Fast Food Nation, Eric Schlosser
I didn't learn much from this book, but that's just because my friends have been telling me about it for the last several months.
Sorceror's Apprentice, Tahir Shah
Dude goes to India to study sorcery, and along the way finds out some strange ways to make a living. If I could figure out which parts of this book were true, it would probably be one of my top ten for the year.
The Old New Thing, Raymond Chen
Yes, I read a blog about Windows software development and enjoy it. And yet I continue to claim that I am not evil.
T.E. Lawrence, Desmond Stewart
If Sykes, Picot, and Balfour weren't already dead, we'd have to execute them for crimes of treachery to the world. Anyhow, this biography of T.E. Lawrence does a good job of steering between the lying hagiographies of Lawrence's time and the backlash-lie-exposés that came along later, and gives a pretty readable account of Lawrence's life.

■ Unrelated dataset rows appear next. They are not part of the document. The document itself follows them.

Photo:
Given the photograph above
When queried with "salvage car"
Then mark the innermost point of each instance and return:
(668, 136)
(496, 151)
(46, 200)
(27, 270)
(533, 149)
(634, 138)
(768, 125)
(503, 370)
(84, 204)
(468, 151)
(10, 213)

The Scholars, Tzu Wu-Ching
When you read that some dynasty in China operated as a meritocracy, with government officials chosen by exam, you think "How enlightened!" And then you read this raunchy book full of stories about how the system fell apart as the system became more corrupt. And then you think, "How unenlighted! How much more interesting!"
Close to the Machine, Ellen Ullman
A computer geek writes about hanging out in computer geek society.
Hermes: A Resident's Life, Victor Van Hee
Victor Van Hee was a newly-minted doctor coming to grips with the fact that some of his patients are incurable. He had an excellent appreciation for college rock, quoting the Mountain Goats with joy. This is his blog. (Although, if you're reading this a long time after I wrote it, I guess that link will point to an old, cynical doctor who outgrew college rock years ago. If so, go back in the archives to 2003, where I'm sure there's some good writing.)
Moonshine, Alec Wilkinson
This book is mostly about Garland Bunting, a revenoo man.